Re: Sage

Posted by Owen Densmore on
URL: http://friam.383.s1.nabble.com/Sage-tp1570939p1573000.html

Indeed; I think one of the best parts of python is how well it  
integrates C code .. its sorta a "shell" for existing C libraries, in  
a fairly nice language.

I was blown away to see that Sage even has quick ways to integrate C  
code with little of the usual python/C interface programming.  They  
use Cython, which lets you have either a python-like script which  
compiles to C, or a near-trivial way to integrate C into Sage:
   http://www.sagemath.org/doc/tut/node54.html
   http://www.sagemath.org/doc/prog/node31.html

More on Cython:
   http://docs.cython.org/docs/tutorial.html#the-basics-of-cython
   http://www.perrygeo.net/wordpress/?p=116

And finally a slide set on Sage development:
   http://sagemath.org/library/talks/20071114-sage_bristol/sage-slides.pdf

I'm really excited by Sage.  It just does what you'd like.  Great  
latex integration, good graphics, a web based notebook, with its own  
tiny web server for local use.  It just goes on and on.

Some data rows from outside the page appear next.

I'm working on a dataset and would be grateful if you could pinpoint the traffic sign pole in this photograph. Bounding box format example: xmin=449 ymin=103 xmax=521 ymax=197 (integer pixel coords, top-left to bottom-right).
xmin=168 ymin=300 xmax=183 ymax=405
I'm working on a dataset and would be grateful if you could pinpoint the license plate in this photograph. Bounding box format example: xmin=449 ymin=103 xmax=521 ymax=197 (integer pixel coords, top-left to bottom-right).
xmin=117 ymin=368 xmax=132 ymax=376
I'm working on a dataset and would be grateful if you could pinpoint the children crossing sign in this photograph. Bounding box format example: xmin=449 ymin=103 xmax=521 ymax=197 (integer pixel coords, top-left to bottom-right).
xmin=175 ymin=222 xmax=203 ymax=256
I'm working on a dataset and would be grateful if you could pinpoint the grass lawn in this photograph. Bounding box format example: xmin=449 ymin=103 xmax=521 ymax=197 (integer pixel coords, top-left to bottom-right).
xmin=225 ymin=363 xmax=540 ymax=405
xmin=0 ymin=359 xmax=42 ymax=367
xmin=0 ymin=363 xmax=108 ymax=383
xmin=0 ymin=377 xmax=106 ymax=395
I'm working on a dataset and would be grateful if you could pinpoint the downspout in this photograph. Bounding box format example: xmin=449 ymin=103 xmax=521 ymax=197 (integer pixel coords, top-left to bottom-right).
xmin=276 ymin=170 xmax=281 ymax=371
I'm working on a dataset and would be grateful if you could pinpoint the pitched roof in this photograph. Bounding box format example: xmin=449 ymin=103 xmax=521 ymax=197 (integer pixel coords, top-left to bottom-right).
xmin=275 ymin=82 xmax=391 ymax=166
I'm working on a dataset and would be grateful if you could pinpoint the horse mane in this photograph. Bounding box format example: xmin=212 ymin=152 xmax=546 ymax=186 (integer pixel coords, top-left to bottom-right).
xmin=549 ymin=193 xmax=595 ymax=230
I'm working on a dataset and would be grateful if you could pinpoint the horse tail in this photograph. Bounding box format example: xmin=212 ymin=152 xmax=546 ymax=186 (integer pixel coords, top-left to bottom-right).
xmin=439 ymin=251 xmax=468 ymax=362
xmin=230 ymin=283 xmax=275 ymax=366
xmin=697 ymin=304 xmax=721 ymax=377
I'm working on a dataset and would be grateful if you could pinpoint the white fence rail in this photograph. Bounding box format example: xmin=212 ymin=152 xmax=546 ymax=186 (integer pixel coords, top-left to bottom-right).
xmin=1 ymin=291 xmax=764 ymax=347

They really appreciate new users, along with good bug reports.  And  
they respond *really quickly*!

     -- Owen


On Nov 23, 2008, at 10:48 PM, Marcus G. Daniels wrote:

> Owen Densmore wrote:
>>> - It integrates just about every open source math library into a  
>>> python.  I had no idea just how much of scientific computing had  
>>> moved to python.  R, for example has rpy.  The entire GSL (Gnu  
>>> Science Library) has pygsl.  Somehow numpy/scipy/matplotlib all  
>>> got rationally integrated as the matrix/plotting underpinnings.
> As a user one might think Python, but the implementations are still  
> reference ones (e.g. non-Python).
> I think this is the way to go.  It's crazy to reimplement huge  
> swaths of functionality every time a slightly better language comes  
> along..  Especially delicate codes like this.